Außerdem besuche ich die wöchentlichen Tauschveranstaltungen in der Erfurter Thälmannstraße, später in Berlin im Berolinahochhaus am Alexanderplatz und im Club in der Puschkinallee nahe der S-Bahnstation Treptower Park. So komme ich mit den Jahren zu einer umfangreichen Sammlung. Einige Ausgaben, vor allem aus Westdeutschland und Westberlin, sind so wertvoll, dass es sich lohnt, sie im Westen zu verkaufen, gegen das begehrte Westgeld. Und das ist  in den Jahren 1960 und 1961noch einfach. Ich nehme die entsprechenden Marken, stecke sie in ein kleines Album, verstaue dieses in der Innentasche meines Sakkos  und fahre los. In der Regel vom S-Bahnhof-Prenzlauer Allee. Nächste Station Schönhauser Allee und dann kommt schon die erste Station in Westberlin, Gesundbrunnen. Wenige Meter vom Bahnhof entfernt gibt es einen Briefmarkenladen, dessen Besitzer mir bereitwillig die Marken abnimmt und mir das Westgeld über den Ladentisch reicht. Für uns beide ein gutes Geschäft. Manchmal habe ich dann das Geld gleich in der nahen großen Straße in Ware umgesetzt. Von dieser Straße ist mir vor allem auch ein Bekleidungsgeschäft in Erinnerung, bei dem als Werbung eine ganze Zeit lang ein Petticoat an einer Stange vor der Ladentür hing.

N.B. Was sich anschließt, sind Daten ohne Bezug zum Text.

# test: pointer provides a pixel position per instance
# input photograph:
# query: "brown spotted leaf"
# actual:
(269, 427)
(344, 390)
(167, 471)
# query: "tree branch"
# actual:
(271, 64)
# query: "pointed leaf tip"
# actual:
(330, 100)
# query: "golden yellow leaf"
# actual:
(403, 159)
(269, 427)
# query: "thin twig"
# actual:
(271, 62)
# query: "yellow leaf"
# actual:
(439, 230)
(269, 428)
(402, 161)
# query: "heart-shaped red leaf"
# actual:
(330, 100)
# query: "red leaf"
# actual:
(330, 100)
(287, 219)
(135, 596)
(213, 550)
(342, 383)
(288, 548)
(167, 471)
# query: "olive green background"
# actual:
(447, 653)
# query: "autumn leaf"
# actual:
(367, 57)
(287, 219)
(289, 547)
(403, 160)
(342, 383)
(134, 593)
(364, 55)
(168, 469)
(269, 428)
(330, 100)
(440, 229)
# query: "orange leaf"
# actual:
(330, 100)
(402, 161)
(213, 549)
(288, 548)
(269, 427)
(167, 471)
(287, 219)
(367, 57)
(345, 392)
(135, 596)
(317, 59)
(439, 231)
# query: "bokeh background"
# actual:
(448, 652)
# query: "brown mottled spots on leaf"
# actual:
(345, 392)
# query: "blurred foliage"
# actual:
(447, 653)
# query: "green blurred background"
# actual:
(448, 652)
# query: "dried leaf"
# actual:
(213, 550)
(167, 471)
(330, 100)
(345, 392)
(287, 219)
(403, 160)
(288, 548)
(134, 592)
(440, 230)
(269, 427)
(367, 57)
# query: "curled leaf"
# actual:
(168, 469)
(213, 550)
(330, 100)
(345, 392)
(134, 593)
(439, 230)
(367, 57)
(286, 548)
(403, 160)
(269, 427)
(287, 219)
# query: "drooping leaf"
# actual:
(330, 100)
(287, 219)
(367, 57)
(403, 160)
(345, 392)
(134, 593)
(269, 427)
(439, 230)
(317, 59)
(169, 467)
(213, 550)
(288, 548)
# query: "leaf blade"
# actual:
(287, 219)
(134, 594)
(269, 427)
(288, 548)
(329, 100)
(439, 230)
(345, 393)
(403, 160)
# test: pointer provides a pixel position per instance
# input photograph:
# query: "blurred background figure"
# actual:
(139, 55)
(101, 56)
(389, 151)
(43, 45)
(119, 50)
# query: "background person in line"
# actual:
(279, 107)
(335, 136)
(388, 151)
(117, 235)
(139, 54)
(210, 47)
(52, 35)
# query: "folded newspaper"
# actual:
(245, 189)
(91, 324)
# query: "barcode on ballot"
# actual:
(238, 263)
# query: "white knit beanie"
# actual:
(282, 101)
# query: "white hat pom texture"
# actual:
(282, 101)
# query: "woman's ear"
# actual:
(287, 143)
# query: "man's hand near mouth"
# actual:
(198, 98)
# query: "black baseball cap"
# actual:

Zurück den Briefmarken. Einmal war ich bei  der Berliner Briefmarkenauktion als passiver Zuschauer dabei, damals noch in den Geschäftsräumen am Ostbahnhof. Doch langsam erlosch die Leidenschaft, Briefmarken zu sammeln. Familie, Beruf und Sport hatten nun Vorrang.

Um so schöner, dass nun, Anfang 2025  das Feuer wieder entfacht wurde.  Warum? Weil mein Physiotherapeut  Mario mir einige Briefmarkenalben vorbeibrachte, die er zuhause gelagert  und für die er keine Verwendung hatte.

Ich kramte mir meine alten Alben heraus, auch die, die ich von meinem Onkel Ernst geerbt hatte. Er hatte sein halbes Leben gesammelt, doch vor allem blieb es bei DDR-Marken. Und die ältesten Jahrgänge zwischen 1949 und 1958  fehlten durchweg, bzw. waren früher von ihm auf Auktionen verkauft worden.  

So kam mir der Gedanke, dass ich  mir doch einen Wunsch erfüllen  und eine komplette DDR-Sammlung ersteigern könnte. Und vielleicht wäre auch eine Westberlin-Sammlung erschwinglich.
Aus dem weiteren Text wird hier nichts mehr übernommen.